Soda can creates wonders

Soda can creates wonders

Unique hobbies

Soda can creates wonders

With just a flick of the hand, you can litter public spaces with plastics, papers, edibles, metals and more. You can crumple a soda can and trash it on the streets in a matter of seconds and go unnoticed. But instead of being a public nuisance, you could also turn that trash into something usable, beautiful and decorative. That’s exactly what Marissa D Miranda does.

She concentrates on metals — used cans and boxes — and gives them a new lease of life. If you are lucky, you might find her scouring events and bars, or raiding homes of those close to her, for empty cans. And once she lays her hands on them, she’ll turn them into decorative items, jewellery and accessories. Miranda is know for morphing used (and sometime crushed) cans into elegant neck pieces, earrings, clutches and lamps.

According to her, the most important facet is not that they are upcycled but their aesthetic value. She says she’d want people to look at her pieces for their designs rather than the material they are made from. This is why she pays close attention to each piece and how it’s made.

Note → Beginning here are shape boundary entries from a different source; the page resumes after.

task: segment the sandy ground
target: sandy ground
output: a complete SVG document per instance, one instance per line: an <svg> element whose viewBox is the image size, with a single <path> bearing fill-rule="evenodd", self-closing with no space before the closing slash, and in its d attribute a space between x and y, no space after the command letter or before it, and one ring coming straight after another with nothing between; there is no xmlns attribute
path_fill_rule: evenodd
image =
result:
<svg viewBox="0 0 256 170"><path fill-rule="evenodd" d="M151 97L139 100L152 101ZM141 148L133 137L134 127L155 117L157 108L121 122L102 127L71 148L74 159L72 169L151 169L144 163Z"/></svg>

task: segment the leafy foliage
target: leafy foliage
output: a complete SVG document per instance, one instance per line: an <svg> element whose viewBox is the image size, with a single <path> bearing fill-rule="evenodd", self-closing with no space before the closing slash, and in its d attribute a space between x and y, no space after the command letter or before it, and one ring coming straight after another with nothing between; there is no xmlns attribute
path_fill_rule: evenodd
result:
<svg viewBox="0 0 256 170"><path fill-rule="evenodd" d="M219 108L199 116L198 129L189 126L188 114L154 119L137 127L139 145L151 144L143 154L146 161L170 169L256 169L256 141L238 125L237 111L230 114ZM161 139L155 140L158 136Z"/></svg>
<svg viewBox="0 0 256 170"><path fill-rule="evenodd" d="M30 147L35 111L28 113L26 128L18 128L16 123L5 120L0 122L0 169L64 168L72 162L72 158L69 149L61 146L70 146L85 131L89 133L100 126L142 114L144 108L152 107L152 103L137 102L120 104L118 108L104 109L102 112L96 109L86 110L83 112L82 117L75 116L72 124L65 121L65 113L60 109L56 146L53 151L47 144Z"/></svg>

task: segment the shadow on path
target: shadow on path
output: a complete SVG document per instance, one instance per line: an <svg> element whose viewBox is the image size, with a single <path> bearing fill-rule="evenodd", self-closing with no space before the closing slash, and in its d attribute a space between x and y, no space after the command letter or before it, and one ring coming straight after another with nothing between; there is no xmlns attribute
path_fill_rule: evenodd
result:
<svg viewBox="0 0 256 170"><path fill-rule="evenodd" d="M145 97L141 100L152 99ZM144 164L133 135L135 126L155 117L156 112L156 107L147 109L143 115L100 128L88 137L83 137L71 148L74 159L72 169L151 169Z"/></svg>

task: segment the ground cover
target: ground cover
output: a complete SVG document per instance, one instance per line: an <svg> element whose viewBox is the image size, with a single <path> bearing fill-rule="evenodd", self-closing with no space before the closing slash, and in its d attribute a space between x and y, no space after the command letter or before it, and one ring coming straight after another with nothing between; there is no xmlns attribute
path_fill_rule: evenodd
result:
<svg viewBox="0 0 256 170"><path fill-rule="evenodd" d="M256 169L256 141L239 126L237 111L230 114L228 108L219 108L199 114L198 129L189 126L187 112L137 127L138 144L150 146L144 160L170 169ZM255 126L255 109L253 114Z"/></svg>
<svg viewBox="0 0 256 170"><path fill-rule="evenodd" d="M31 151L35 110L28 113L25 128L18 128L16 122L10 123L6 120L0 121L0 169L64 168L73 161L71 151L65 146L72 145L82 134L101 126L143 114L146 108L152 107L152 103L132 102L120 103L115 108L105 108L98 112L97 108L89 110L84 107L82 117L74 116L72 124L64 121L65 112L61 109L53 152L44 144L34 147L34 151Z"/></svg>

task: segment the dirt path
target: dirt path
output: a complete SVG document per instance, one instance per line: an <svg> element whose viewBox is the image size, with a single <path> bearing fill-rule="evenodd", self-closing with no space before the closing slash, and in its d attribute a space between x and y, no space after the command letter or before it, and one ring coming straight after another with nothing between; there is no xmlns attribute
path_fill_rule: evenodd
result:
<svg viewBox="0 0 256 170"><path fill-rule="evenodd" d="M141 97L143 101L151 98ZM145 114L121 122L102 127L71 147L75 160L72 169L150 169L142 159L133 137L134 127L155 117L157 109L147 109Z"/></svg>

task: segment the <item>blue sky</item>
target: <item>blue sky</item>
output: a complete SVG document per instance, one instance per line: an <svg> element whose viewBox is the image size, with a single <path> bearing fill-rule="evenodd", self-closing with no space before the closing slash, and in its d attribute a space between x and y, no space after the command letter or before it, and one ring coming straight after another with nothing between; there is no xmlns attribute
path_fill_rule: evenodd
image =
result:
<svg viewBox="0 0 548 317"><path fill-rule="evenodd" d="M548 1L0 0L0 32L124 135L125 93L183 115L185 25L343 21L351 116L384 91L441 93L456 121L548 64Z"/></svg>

A passionate crafter, she says, “I am not only interested in metal, but also textiles. This is why I tend to combine the two often. And I place each piece of cut metal with care, on the fabric.”

Marissa dissects each can into three parts — the top, bottom and the body. While the top is used to make bracelets, the bottom or the dome is used for paintings and as pendants.

The body, the most useable part, is used for clutches, bags, neck pieces and more. As cutting metal can be a bit problematic, she takes the help of home makers
from lower income families in the Lingarajapuram slum area.

“Most of these women have husbands who don’t want them to leave the house. And they also have children to look after. So I go over to their place and teach them how to cut cans. I also give them stencils so that they are in shapes I want,” she says. This way, all the women in picture reap benefits.

As her works aren’t completely made from metal, she enlists these women to do the final stitching. “I make designs on fabrics from all over the world. As you can’t just stick metal pieces on, I have these women stitch them on as well. My benchmark for safety is whether my daughter can touch them without getting hurt.” While you’d think that she pre-plans the material according to the designs, she does it the other way around. “I decide on the fabric first, then lay out the designs.”

When she gets the cut metal pieces, she lays them out in designs she wants, glues them on and gives them for stitching. Marissa makes sure that they are intricate, so most people who see her work forget that they are glorified metal cans. She works mostly with cottons — from Africa, Japan and more — and silks as they are natural fabrics. And she likes tribal designs a lot.

Talking about how she started on this unique journey, she elaborates, “It started about six years ago, when I was in Bahrain. I noticed that we generated a lot of metal and plastic waste on a daily basis because everything came in cartons or boxes. When compared to India, it was a lot more. I kept these metals cans and cartons aside for almost a year before I figured out what to do with them.” The same goes for the fabrics, “I have always been interested in textiles. In India, we take for granted how much we have because we have that much.” About four years back, when she came back to India, she decided to take this more seriously and she began working on various items.

A graphic designer by profession, she also uses her works to illustrate her thoughts. “Sometimes, I illustrate my writings on my works.”

Since she has a background in arts, this only makes her more passionate about each piece. Now, she’s moving on to making framed art works, which can sometimes use up upto 50 cans for one piece. “It isn’t hard to get cans in Bengaluru. Sometimes I go to bars, the ‘ruddiwala’ or events to get cans. But most times, friends and family keep aside washed cans for me.”